Integration of Functions

Integration of Functions Logo

Trigonometric and Hyperbolic Substitutions

In this section we consider the integration of functions containing a radical of the form \(\sqrt {a{x^2} + bx + c}.\)

When calculating such an integral, we first need to complete the square in the quadratic expression:

\[{a{x^2} + bx + c }={ a\left[ {{{\left( {x + \frac{b}{{2a}}} \right)}^2} – \frac{D}{{4{a^2}}}} \right],}\]

where \(D = {b^2} – 4ac.\)

Making the substitution

\[{u = x + \frac{b}{{2a}},\;\;}\kern0pt{du = dx,}\]
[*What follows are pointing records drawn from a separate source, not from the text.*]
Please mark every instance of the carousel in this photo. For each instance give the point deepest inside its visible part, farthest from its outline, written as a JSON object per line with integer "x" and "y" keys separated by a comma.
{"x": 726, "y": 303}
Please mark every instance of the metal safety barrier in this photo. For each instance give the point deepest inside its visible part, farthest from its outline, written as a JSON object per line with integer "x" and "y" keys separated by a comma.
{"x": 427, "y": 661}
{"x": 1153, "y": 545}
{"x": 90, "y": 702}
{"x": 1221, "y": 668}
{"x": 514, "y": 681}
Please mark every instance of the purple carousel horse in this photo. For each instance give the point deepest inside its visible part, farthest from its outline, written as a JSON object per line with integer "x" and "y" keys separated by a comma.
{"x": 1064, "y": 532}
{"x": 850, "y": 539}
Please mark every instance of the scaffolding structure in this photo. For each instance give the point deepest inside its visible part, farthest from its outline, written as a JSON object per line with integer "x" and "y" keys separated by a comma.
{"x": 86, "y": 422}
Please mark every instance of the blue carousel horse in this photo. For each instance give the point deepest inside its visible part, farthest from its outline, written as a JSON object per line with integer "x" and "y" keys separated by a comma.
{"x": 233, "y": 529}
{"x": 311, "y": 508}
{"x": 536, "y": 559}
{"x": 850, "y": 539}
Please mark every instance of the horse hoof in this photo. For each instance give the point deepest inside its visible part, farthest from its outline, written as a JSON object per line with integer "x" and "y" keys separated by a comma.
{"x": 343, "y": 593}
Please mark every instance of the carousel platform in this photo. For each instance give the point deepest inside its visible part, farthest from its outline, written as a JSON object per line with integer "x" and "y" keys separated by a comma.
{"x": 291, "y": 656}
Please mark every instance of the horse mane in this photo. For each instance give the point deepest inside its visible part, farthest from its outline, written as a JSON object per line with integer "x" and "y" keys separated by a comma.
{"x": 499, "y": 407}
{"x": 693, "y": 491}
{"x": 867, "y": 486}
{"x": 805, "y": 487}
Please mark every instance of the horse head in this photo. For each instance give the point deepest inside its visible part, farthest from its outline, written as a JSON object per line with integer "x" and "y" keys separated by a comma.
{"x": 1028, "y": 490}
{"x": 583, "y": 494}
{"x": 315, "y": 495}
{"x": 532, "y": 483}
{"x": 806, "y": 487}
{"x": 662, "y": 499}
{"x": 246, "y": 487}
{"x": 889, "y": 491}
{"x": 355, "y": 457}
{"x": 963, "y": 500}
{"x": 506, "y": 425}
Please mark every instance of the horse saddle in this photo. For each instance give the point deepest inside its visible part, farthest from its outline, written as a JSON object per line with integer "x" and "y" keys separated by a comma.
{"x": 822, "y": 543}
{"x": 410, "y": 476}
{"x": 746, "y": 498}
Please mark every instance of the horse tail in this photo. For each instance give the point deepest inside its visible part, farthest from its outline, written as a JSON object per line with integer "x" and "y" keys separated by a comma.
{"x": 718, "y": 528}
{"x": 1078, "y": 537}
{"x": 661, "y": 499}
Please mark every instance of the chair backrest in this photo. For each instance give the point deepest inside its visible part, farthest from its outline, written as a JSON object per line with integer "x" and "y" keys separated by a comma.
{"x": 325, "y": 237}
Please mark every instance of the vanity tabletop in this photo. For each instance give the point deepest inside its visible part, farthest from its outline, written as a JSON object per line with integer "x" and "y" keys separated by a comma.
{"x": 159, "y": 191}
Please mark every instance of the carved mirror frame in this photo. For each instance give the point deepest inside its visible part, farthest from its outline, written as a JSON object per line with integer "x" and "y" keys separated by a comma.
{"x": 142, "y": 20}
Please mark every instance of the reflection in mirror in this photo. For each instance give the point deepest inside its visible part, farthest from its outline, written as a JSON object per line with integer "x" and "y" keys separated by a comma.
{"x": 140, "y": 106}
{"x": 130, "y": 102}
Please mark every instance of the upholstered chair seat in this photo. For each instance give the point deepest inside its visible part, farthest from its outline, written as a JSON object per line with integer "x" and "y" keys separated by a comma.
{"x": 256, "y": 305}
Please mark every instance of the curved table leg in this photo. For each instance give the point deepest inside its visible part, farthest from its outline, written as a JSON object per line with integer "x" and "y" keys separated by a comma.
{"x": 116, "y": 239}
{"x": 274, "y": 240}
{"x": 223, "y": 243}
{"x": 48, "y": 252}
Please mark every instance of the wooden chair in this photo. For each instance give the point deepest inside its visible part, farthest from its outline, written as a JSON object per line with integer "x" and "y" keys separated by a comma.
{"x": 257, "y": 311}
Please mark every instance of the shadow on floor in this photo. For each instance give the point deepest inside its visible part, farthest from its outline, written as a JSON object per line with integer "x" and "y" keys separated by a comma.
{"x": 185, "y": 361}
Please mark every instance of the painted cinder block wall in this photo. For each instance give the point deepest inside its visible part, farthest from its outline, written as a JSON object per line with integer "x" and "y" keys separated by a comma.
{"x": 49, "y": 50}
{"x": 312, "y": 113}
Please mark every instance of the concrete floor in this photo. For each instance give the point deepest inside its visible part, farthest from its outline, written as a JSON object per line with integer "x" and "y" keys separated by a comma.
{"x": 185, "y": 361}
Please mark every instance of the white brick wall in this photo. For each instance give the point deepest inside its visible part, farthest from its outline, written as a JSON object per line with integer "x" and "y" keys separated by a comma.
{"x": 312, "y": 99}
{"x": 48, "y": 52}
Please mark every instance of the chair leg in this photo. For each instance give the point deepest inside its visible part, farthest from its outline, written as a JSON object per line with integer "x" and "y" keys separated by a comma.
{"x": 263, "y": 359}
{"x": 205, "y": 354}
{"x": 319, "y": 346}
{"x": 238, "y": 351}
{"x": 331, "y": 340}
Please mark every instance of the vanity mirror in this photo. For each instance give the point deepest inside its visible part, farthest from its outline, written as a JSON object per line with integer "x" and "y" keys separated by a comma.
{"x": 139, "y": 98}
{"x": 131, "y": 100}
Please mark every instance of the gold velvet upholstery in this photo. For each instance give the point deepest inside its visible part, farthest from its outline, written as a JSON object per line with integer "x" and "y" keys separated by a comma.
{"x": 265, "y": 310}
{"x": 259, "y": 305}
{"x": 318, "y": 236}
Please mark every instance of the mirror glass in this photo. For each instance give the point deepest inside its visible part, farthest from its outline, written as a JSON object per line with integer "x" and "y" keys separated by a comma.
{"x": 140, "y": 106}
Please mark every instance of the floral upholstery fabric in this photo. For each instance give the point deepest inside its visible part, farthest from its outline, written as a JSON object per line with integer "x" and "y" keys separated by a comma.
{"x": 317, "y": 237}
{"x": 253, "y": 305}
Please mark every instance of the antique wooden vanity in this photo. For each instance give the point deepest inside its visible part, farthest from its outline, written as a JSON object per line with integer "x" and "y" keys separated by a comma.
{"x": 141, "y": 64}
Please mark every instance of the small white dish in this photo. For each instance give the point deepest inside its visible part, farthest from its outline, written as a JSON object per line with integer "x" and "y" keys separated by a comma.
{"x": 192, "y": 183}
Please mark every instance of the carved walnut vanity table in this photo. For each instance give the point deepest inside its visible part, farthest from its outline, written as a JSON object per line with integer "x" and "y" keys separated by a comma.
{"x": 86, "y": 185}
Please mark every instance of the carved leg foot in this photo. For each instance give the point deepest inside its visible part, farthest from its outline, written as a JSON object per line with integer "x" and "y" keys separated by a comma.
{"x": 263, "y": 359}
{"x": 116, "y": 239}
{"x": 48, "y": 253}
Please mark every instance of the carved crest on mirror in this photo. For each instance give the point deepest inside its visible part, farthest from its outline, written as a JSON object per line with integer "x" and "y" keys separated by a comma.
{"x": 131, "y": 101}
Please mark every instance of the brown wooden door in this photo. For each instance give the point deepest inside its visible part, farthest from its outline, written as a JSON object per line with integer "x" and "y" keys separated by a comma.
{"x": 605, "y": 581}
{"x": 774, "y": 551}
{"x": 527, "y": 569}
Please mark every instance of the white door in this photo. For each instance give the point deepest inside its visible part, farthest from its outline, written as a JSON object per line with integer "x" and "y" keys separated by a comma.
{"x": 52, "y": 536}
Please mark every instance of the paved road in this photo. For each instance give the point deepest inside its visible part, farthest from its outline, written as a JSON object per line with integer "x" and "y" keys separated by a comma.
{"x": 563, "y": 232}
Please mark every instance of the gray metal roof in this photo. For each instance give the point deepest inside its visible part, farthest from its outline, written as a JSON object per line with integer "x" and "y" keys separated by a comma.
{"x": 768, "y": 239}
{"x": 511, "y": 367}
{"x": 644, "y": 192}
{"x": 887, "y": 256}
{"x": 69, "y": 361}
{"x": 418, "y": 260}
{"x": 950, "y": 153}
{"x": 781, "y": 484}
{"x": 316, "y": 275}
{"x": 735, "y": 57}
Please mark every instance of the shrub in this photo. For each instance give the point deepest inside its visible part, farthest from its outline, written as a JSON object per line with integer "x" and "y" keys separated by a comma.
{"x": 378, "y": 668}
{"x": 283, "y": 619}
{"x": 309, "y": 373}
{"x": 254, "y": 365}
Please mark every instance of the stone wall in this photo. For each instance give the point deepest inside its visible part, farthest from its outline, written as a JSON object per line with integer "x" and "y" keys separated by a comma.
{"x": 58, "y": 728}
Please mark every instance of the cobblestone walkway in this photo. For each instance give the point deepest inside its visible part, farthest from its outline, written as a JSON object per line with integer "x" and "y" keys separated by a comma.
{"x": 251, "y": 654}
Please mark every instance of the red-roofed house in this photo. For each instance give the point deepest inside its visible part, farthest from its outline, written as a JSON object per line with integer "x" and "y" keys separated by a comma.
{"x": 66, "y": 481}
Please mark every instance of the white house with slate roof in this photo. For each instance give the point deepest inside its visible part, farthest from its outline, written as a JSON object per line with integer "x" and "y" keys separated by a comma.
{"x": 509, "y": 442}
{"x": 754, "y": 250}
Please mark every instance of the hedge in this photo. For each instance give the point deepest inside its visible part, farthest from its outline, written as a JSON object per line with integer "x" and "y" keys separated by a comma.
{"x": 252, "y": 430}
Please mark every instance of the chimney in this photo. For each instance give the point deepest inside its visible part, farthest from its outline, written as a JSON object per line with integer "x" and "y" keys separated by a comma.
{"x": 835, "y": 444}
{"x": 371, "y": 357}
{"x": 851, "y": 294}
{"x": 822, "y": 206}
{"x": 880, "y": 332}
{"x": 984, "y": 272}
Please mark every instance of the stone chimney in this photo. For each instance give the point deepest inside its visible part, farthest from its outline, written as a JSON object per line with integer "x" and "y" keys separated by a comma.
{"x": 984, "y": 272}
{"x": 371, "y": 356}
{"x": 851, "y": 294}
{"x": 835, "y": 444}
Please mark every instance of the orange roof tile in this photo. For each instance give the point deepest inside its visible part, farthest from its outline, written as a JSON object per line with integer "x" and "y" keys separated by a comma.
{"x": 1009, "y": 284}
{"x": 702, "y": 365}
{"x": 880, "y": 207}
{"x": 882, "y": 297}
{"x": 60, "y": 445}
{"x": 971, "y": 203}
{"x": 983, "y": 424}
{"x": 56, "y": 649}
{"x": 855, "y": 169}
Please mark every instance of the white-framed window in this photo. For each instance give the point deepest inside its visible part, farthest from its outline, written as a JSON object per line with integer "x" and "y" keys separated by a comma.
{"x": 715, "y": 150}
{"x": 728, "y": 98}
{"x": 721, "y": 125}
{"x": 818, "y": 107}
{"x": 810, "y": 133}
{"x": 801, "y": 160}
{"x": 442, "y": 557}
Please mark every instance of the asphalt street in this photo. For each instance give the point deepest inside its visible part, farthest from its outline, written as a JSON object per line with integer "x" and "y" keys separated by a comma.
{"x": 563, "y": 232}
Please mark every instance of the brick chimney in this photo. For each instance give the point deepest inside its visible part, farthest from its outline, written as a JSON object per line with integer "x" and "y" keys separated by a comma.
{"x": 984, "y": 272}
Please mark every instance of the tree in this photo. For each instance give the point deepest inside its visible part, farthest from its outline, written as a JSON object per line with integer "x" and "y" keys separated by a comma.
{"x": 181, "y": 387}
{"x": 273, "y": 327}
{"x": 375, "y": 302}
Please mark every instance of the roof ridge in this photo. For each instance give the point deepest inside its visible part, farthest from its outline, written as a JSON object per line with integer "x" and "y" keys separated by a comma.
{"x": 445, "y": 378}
we can obtain one of the following three expressions depending on the signs of \(a\) and \(D:\)

\[{\sqrt {{r^2} – {u^2}} ,\;\;}\kern0pt{\sqrt {{r^2} + {u^2}} ,\;\;}\kern0pt{\sqrt {{u^2} – {r^2}} ,}\]

where \(r = \sqrt {\left| {\large{\frac{D}{{4{a^2}}}}\normalsize} \right|} \gt 0.\)

The integrals of the form

\[{\int {R\left( {u,\sqrt {{r^2} – {u^2}} } \right)du} ,\;\;}\kern0pt{\int {R\left( {u,\sqrt {{r^2} + {u^2}} } \right)du} ,\;\;}\kern0pt{\int {R\left( {u,\sqrt {{u^2} – {r^2}} } \right)du} ,}\]

where \(R\) denotes a rational function, can be evaluated using trigonometric or hyperbolic substitutions.

1. Integrals of the form \({\large\int\normalsize} {R\left( {u,\sqrt {{r^2} – {u^2}} } \right)du} \)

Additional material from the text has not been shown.